NEFROTOXICIDADE DA PREDNISONA EM FELINOS

 

Leandro Abreu Fonseca1, Angelo Ton2, Fabiano Sellos Costa3, Andréa Alves1, Geórgia Galaes4, Fabrícia Modolo Girardi2

 
1Professores do Centro Universitário Vila Velha, Vila Velha, ES, Brasil. leandro.abreu@uvv.br
2Médicos Veterinários autônomos, Vila Velha, ES, Brasil.
3Universidade Federal Rural de Pernambuco, Recife, PE,Brasil
4Médica Veterinária autônoma, Eunápolis, BA, Brasil

RESUMO

Avaliou-se a nefrotoxicidade da prednisona em felinos com utilização de dose imunossupressora (5mg/kg/dia), por meio do hemograma, dos parâmetros bioquímicos séricos (uréia e creatinina) e urinários (GGT, proteína e creatinina) e da urinálise. Foram utilizados oito gatos, sem raça definida (SRD), adultos e com peso médio de 3 Kg. Os animais foram alojados em quatro baias (dois animais por baia) e alimentados com duas medidas de ração comercial por dia e água ad libitum por um período de adaptação de sete dias. O delineamento experimental foi inteiramente casualizado, sendo rejeitado qualquer critério específico de inclusão no trabalho, além da ausência de qualquer lesão renal prévia. Os animais receberam 5mg/kg de prednisona via oral a cada 24 horas por um período de 14 dias. As amostras foram coletadas em dois momentos, sendo  animais em repouso antes da administração de prednisona (M1) e 14 dias (M2) após o início da administração do fármaco. Foram observadas diferenças significativas em alguns parâmetros hematológicos, bioquímicos e na urinálise. Conclui-se que a prednisona na dose imunossupressora (5mg/kg/dia) durante um período de 14 dias é potencialmente nefrotóxica e que a determinação da atividade da GGT urinária mostrou-se precisamente sensível à lesão tubular proximal precoce.

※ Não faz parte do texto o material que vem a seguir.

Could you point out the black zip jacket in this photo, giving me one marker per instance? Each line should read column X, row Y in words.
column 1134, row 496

PALAVRAS-CHAVE: corticoide; felinos; GGT; nefrotoxicidade.

 

NEPHROTOXICITY OF PREDNISONE IN CATS

 

ABSTRACT

The nefrotoxicity of prednisone in cats was evaluated, using an immunesupressor dose (5 mg/kg/day), by establishing blood count, serum biochemistry (urea and creatinine) and urinary (GGT, protein and creatinine) parameters and urinalysis. Eight cats were used. The animals were of undefinied breed, adults and with average weight of 3 kg.  They were housed in four cubicles and fed with two measures of commercial ration per day and water ad libitum during an adaptation period of seven days. The trial design was entirely random, being rejected any specific criterion of inclusion in this study besides the absence of any previous kidney damage. Animals received 5 mg / kg prednisone, orally, every 24 hours for a period of 14 days. The samples were collected in two different times, with the animals resting before prednisone administration (M1), and 14 days after the administration (M2). Significant differences were found in some hematological and biochemical parameters as well as in urinalysis. It was concluded that the prednisone (5 mg / kg / day), during a period of 14 days, is potentially nephrotoxic and the determination of the urinary GGT activity was proven to be precisely sensitive to early proximal tubular injury.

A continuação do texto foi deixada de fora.